NATO appears to welcome the expansion with open arms. “If they want to, they can join with ease,” said NATO chief Jens Stoltenberg. Aspiring NATO members must demonstrate that they meet military and political criteria. But Stoltenberg has stated that as NATO's closest partners, Finland and Sweden share the same values and challenges as the military alliance.
The accession would need to be approved by the 30 other NATO members, which could leave Sweden and Finland vulnerable during the accession process. In that case, they wouldn't normally be a part of NATO yet but could have irked Russia nonetheless. However, according to De Morgen, Stoltenberg hinted that other security guarantees could be implemented during this period from other NATO members such as the US or France.
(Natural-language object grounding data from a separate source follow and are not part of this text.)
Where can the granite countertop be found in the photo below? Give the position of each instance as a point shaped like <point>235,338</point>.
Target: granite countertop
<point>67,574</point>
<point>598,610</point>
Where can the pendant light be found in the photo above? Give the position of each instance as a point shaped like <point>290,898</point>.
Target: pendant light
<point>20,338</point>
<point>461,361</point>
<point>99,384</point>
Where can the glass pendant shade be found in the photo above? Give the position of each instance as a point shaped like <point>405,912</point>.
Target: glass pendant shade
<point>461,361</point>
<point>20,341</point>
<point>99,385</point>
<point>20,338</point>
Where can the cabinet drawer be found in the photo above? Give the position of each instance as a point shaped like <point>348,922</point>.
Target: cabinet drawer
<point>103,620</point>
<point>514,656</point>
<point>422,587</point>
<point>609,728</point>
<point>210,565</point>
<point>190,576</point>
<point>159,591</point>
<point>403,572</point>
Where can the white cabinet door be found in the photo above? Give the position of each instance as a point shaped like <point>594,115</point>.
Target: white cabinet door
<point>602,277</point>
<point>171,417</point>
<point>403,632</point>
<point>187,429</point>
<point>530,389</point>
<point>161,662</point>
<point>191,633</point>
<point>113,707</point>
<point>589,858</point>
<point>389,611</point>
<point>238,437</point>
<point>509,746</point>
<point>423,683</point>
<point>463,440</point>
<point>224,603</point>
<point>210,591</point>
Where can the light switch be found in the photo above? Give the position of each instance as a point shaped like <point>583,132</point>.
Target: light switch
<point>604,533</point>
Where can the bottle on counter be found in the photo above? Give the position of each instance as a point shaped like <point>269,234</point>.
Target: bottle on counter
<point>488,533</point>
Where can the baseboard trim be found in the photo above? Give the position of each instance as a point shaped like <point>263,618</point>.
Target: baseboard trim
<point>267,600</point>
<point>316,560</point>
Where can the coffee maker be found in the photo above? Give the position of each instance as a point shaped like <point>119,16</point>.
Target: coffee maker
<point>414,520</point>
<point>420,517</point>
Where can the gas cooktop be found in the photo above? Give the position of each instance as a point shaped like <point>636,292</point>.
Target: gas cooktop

Yet, any NATO enlargement is likely to be seen as a provocation by Russia. Kremlin spokesperson, Dmitry Peskov, said on Monday that the alliance was “a tool geared towards confrontation” and that possible accession of Sweden and Finland “will not bring stability to the European continent”.
Russia wants to re-establish its spheres of interest and create another Russian empire. That's why attacking Ukraine won't be enough, warned Danish Prime Minister Mette Frederiksen in an interview with Berlingske on Sunday, underlining the urgency for Finland and Sweden.
Recently, Former Russian Prime Minister had lifted the curtain on Russia's expansionist ambitions. He described Russia's ultimate dream as creating "an open Eurasia, from Lisbon to Vladivostok" in a post on Telegram.